I might even try it again sometime. But probably not this week.
*OK, not strictly my first, I did one about 3 years ago, but I think I have since earned back my spin-class virginity.
**In fact, like one of the pros I was staring at on the projector screen, which was showing footage from Tour de France. Is this a thing in spin classes? Or just in my show-offy downtown gym?
My office situation is a bit strange due to my bizarre work arrangement and I usually avoid interacting with people as much as I can, however, one of the perks I do really enjoy is the yoga classes they offer. A local yoga company in Vancouver got smart and started offering lunch-time yoga classes at office buildings in the city. They are very reasonably priced and you can’t beat the convenience of just going down one floor to fit a weekly hour of yoga into an otherwise drab office existence.
I’ve done yoga on and off for several years and am coming out of a rather long ‘off’ stretch. I decided to start again in search of relief for my nearly constant headaches, which most recently I’m blaming on tension in my neck and shoulders.

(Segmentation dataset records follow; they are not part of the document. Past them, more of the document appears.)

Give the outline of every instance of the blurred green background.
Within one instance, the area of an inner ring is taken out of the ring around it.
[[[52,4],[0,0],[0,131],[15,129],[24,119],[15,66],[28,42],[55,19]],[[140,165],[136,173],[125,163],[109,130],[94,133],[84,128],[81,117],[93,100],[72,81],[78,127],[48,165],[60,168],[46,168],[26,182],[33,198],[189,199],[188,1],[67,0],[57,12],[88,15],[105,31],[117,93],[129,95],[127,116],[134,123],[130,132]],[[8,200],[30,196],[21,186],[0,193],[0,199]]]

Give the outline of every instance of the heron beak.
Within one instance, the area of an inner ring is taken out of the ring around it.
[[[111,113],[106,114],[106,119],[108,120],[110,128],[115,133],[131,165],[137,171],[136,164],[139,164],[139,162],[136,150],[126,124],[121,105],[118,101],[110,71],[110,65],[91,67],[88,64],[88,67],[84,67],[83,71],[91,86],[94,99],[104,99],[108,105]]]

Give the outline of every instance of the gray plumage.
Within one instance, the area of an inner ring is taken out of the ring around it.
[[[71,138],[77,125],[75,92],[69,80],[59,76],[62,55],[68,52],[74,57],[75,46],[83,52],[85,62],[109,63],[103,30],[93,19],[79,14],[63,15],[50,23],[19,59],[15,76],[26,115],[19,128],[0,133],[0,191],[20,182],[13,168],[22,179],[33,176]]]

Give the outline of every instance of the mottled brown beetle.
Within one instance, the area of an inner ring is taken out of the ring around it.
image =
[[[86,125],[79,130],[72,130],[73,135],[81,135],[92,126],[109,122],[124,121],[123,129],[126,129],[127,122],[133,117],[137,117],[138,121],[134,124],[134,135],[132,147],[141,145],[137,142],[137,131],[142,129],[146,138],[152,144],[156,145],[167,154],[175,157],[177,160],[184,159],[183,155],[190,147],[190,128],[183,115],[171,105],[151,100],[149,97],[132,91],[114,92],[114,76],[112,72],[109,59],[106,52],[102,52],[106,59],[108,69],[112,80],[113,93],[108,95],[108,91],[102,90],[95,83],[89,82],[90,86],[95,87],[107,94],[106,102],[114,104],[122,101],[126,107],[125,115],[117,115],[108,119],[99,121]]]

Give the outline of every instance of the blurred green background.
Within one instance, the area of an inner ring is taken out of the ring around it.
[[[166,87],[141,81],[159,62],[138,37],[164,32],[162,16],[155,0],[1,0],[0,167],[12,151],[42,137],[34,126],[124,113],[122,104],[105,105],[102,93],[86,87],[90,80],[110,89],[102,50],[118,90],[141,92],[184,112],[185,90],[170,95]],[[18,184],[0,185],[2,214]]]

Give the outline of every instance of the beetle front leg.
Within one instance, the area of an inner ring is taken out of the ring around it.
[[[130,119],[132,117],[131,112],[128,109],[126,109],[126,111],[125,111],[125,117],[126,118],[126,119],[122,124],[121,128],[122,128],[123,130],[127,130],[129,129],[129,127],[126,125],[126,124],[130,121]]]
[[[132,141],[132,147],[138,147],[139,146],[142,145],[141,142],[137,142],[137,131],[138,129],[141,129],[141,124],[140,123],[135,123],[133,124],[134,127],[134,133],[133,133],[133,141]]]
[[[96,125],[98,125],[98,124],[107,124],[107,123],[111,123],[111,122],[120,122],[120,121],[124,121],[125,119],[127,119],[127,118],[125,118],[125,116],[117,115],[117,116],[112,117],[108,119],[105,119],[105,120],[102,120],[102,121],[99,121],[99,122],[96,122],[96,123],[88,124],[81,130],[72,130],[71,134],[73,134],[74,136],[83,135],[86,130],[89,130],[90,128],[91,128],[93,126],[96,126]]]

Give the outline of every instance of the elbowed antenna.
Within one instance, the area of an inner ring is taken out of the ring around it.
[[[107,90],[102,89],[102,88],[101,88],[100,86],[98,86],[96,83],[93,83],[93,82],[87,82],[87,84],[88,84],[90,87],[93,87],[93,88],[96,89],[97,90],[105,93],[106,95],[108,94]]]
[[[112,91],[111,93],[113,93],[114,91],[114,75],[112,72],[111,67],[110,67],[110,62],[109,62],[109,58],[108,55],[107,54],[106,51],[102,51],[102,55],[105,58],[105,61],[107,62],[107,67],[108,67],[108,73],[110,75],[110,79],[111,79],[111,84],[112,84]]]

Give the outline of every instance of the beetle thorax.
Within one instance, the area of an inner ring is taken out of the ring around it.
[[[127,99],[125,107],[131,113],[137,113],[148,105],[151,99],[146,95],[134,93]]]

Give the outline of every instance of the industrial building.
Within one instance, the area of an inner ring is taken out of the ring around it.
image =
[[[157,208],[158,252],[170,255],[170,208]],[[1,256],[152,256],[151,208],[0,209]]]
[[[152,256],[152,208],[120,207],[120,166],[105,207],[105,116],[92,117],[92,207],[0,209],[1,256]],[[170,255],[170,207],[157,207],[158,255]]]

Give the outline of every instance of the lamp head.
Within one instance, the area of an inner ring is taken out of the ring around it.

I’ve had these chronic headaches since I was 10 years old, with a few years break here and there. They vary in intensity from slightly annoying to I-want-to-drill-my-brain-out-and-throw-it-against-a-wall and usually arrive in several week or sometimes several month-long stretches.
For many years I blamed my sinuses but after the evidence was finally collected, it appears they were wrongly accused. Well at least I helped some poor starving pharmaceutical companies sell their sinus medications for a few years. With that suspect eliminated, the best the doctors can tell me is that it’s probably migraines, perhaps being tweaked by my chronically tense shoulders and neck.

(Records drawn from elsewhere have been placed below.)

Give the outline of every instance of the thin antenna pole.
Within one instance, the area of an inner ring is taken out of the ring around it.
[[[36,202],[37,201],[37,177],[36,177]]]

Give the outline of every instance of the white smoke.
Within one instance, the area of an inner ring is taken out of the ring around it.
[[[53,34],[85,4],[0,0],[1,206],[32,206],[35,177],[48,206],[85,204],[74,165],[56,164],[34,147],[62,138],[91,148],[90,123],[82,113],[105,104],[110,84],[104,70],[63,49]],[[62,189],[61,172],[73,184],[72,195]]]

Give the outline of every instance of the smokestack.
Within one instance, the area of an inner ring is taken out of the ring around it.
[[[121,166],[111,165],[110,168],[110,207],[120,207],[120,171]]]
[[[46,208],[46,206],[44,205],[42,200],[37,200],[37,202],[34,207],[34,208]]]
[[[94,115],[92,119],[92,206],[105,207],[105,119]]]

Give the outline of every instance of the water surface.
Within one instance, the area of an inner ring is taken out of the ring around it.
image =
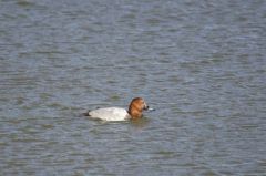
[[[265,31],[263,0],[1,0],[1,175],[265,175]]]

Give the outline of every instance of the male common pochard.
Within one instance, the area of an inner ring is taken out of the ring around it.
[[[121,107],[104,107],[89,111],[84,115],[102,121],[126,121],[141,118],[144,110],[152,108],[149,108],[142,97],[135,97],[131,101],[127,111]]]

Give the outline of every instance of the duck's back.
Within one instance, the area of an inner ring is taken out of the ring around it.
[[[103,121],[125,121],[130,118],[127,111],[121,107],[105,107],[93,110],[89,112],[89,116]]]

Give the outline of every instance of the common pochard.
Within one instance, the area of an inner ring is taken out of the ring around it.
[[[131,101],[127,111],[122,107],[104,107],[89,111],[84,115],[102,121],[126,121],[141,118],[143,116],[142,112],[145,110],[152,108],[149,108],[142,97],[135,97]]]

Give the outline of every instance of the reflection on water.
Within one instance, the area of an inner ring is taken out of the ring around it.
[[[265,175],[265,7],[0,1],[1,174]]]

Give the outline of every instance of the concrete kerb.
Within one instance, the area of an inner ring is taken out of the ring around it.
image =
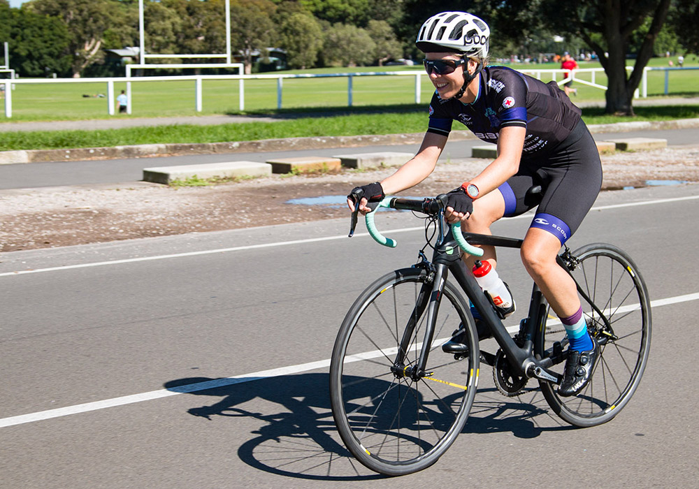
[[[699,128],[699,118],[682,119],[657,122],[633,122],[589,126],[592,133],[623,133],[648,129]],[[212,154],[217,153],[264,152],[289,149],[310,149],[333,147],[359,147],[374,145],[400,145],[419,144],[424,132],[383,136],[327,136],[266,139],[257,141],[208,143],[202,144],[163,144],[92,147],[71,149],[31,149],[0,152],[0,164],[75,161],[81,160],[145,158],[156,156]],[[453,131],[452,140],[476,139],[468,130]]]

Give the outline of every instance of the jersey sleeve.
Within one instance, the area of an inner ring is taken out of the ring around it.
[[[500,127],[515,126],[526,127],[526,82],[524,78],[512,73],[503,90],[496,96],[495,101]]]
[[[434,133],[440,136],[449,136],[452,131],[452,122],[454,122],[442,107],[437,94],[432,96],[430,102],[430,119],[427,126],[427,132]]]

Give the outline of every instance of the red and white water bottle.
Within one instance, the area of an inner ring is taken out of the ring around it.
[[[476,277],[476,282],[480,288],[488,293],[488,295],[493,299],[493,303],[503,311],[512,307],[514,303],[510,291],[505,286],[505,283],[498,275],[498,272],[493,268],[492,265],[487,261],[476,260],[475,265],[473,265],[473,276]],[[514,308],[509,312],[508,316],[514,312]]]

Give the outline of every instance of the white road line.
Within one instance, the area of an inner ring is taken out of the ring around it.
[[[660,306],[686,302],[697,300],[699,300],[699,293],[686,294],[684,295],[677,295],[676,297],[669,297],[665,299],[654,300],[651,302],[651,307],[658,307]],[[628,307],[633,309],[637,307],[637,305],[635,306]],[[518,327],[511,326],[507,329],[508,330],[512,330],[516,331],[517,330]],[[444,340],[446,340],[446,338],[435,340],[435,344]],[[395,352],[395,350],[389,349],[389,350],[383,351],[381,350],[375,350],[374,351],[368,351],[365,353],[358,353],[354,355],[353,358],[350,358],[350,361],[359,361],[363,359],[382,356],[384,353],[390,353],[391,351]],[[206,382],[190,384],[186,386],[181,386],[180,387],[171,388],[170,389],[152,391],[150,392],[142,393],[140,394],[125,395],[121,397],[115,397],[113,399],[106,399],[102,401],[87,402],[85,404],[79,404],[75,406],[68,406],[66,407],[59,407],[55,409],[49,409],[48,411],[41,411],[36,413],[30,413],[29,414],[22,414],[20,416],[10,416],[9,418],[3,418],[0,419],[0,428],[15,426],[17,425],[22,425],[27,423],[41,421],[46,419],[51,419],[52,418],[60,418],[70,414],[86,413],[90,411],[99,411],[99,409],[105,409],[108,407],[115,407],[116,406],[123,406],[124,404],[143,402],[143,401],[150,401],[155,399],[168,397],[172,395],[178,395],[180,394],[205,391],[206,389],[211,389],[216,387],[232,386],[236,384],[262,380],[282,375],[300,374],[303,372],[308,372],[309,370],[315,370],[315,369],[327,368],[329,366],[330,359],[329,358],[327,360],[321,360],[317,362],[310,362],[309,363],[303,363],[298,365],[282,367],[280,368],[271,369],[270,370],[262,370],[261,372],[255,372],[252,374],[245,374],[244,375],[236,375],[235,377],[227,377],[226,379],[217,379],[215,380],[207,381]]]
[[[606,210],[608,209],[618,209],[620,207],[633,207],[636,205],[651,205],[654,204],[664,204],[669,202],[679,202],[682,200],[690,200],[699,198],[699,196],[689,196],[687,197],[677,197],[675,198],[663,198],[656,200],[644,200],[642,202],[632,202],[626,204],[613,204],[611,205],[602,205],[600,207],[592,207],[591,210]],[[522,219],[531,217],[530,214],[526,214],[521,216],[517,216],[517,217],[509,217],[508,220],[514,219]],[[403,228],[401,229],[393,229],[390,231],[387,231],[384,232],[385,235],[390,236],[394,234],[398,234],[401,233],[408,233],[410,231],[423,231],[424,228],[423,226],[417,226],[415,228]],[[354,235],[355,236],[368,236],[368,233],[361,233]],[[187,256],[196,256],[197,255],[208,255],[213,254],[215,253],[229,253],[231,251],[240,251],[247,249],[257,249],[260,248],[271,248],[273,247],[278,246],[287,246],[289,245],[303,245],[305,243],[315,243],[319,242],[322,241],[331,241],[334,240],[343,240],[345,239],[346,236],[326,236],[325,238],[311,238],[306,240],[295,240],[293,241],[282,241],[279,242],[274,243],[265,243],[262,245],[250,245],[249,246],[238,246],[232,248],[219,248],[218,249],[207,249],[201,251],[189,251],[188,253],[177,253],[171,255],[158,255],[155,256],[143,256],[141,258],[127,258],[124,260],[113,260],[110,261],[98,261],[92,263],[81,263],[80,265],[66,265],[62,267],[50,267],[49,268],[37,268],[36,270],[17,270],[15,272],[4,272],[0,273],[0,277],[13,277],[15,275],[24,275],[30,273],[43,273],[44,272],[55,272],[57,270],[73,270],[75,268],[86,268],[90,267],[101,267],[106,266],[108,265],[120,265],[122,263],[134,263],[138,261],[151,261],[153,260],[165,260],[168,258],[185,258]]]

The last few months I’ve been getting massage therapy and going to yoga and so far so good; my headaches have been few and far between. I’m very aware that this might be a coincidence and the headaches might come back full force any time – but I’m enjoying the treatment so I’m sticking with it.
Headaches or not, an hour of stretching in the middle of the workday is the most brilliant idea. I try to sit properly – at the beginning of the day I push my shoulders back and align my neck all proper-like with the screen – but it only takes one annoying email or one problematic error in my code to turn me into a pretzel. I might be hunched over with my leg curled underneath me or my personal favourite, my legs stretched out in front of me as far as they’ll go, taking my whole body with them until I’m practically under my desk entirely.
It’s not pretty.
On Mondays when I go to yoga, I can feel all my muscles waking up and breathing a giant sigh of relief when I stretch them out. I always feel half a foot taller when I walk out and am more motivated and clear-headed for the rest of the day.

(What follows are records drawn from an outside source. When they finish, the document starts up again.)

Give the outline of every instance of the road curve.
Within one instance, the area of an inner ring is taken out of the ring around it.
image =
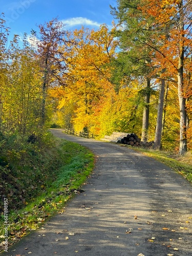
[[[127,147],[52,132],[90,148],[96,157],[94,171],[65,212],[2,256],[192,255],[189,182]]]

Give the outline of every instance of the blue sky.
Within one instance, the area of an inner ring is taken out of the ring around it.
[[[66,24],[66,29],[79,29],[82,25],[98,28],[103,23],[111,25],[114,17],[110,5],[115,0],[0,0],[0,13],[4,12],[7,26],[10,28],[11,39],[14,34],[22,36],[37,25],[44,24],[58,17]]]

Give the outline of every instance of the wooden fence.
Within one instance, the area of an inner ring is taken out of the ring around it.
[[[75,132],[73,129],[63,129],[65,133],[68,134],[72,134],[72,135],[75,135],[79,137],[83,137],[84,138],[91,138],[93,139],[94,135],[93,134],[89,134],[89,133],[83,133],[82,132],[80,132],[79,133],[77,133],[77,132]]]

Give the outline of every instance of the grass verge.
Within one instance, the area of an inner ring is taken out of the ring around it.
[[[93,170],[94,155],[88,149],[73,142],[59,139],[57,140],[57,150],[59,151],[58,156],[63,159],[63,164],[58,170],[53,170],[53,181],[49,181],[46,187],[41,185],[44,190],[41,195],[25,202],[26,207],[18,210],[8,208],[9,246],[30,230],[39,228],[48,217],[56,212],[64,212],[66,202],[73,196],[75,190],[76,193],[82,191],[79,188],[85,184]],[[3,215],[0,220],[0,230],[1,251],[5,249]]]
[[[129,146],[126,146],[129,147]],[[129,147],[166,164],[192,183],[192,155],[191,152],[188,152],[183,156],[165,151]]]

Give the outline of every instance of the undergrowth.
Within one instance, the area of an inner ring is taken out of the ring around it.
[[[44,147],[35,143],[25,146],[24,142],[22,146],[15,138],[14,151],[11,154],[17,154],[16,161],[7,157],[6,164],[1,165],[4,168],[1,178],[4,187],[2,207],[4,198],[8,199],[9,246],[30,230],[38,228],[48,217],[65,211],[66,201],[74,191],[83,191],[78,188],[93,169],[94,156],[89,150],[76,143],[53,139],[49,133],[47,136],[49,142]],[[0,250],[4,249],[5,240],[2,214]]]

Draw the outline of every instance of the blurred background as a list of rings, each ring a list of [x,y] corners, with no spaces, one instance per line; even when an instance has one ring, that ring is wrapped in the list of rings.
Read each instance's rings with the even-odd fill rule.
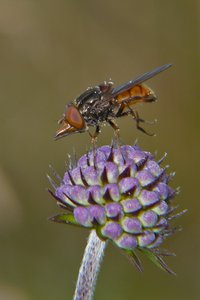
[[[49,164],[62,176],[67,155],[82,155],[88,134],[55,142],[66,103],[88,86],[121,84],[165,63],[148,81],[159,101],[118,122],[124,143],[168,153],[172,185],[181,186],[176,221],[184,230],[165,242],[177,253],[172,277],[143,259],[139,274],[109,245],[95,299],[200,299],[199,127],[200,1],[1,0],[0,2],[0,299],[72,299],[88,232],[51,223],[59,211],[47,193]],[[110,143],[103,129],[99,145]]]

I seriously think it needs to be standard practice to build in physical activity into the office environment.
Recently a friend who works in health promotion was telling me how detrimental sitting for long periods is to our health, regardless of how much physical activity we do otherwise. I guess we really are asking a lot of our bodies to adjust to the pace of a sloth within the span of a couple of generations. Apparently in their office they often have ‘walking meetings’: for small groups (say two or three people), you walk as you talk. Makes perfect sense. I think there are many solutions like this in easy reach – if only we could just lift our asses off our comfy chairs long enough to grab them.
Though according to Wikipedia, apparently sloths only need to ‘go to the ground to urinate and defecate about once a week,’ which I gotta admit sounds kinda convenient. I wish evolution worked faster.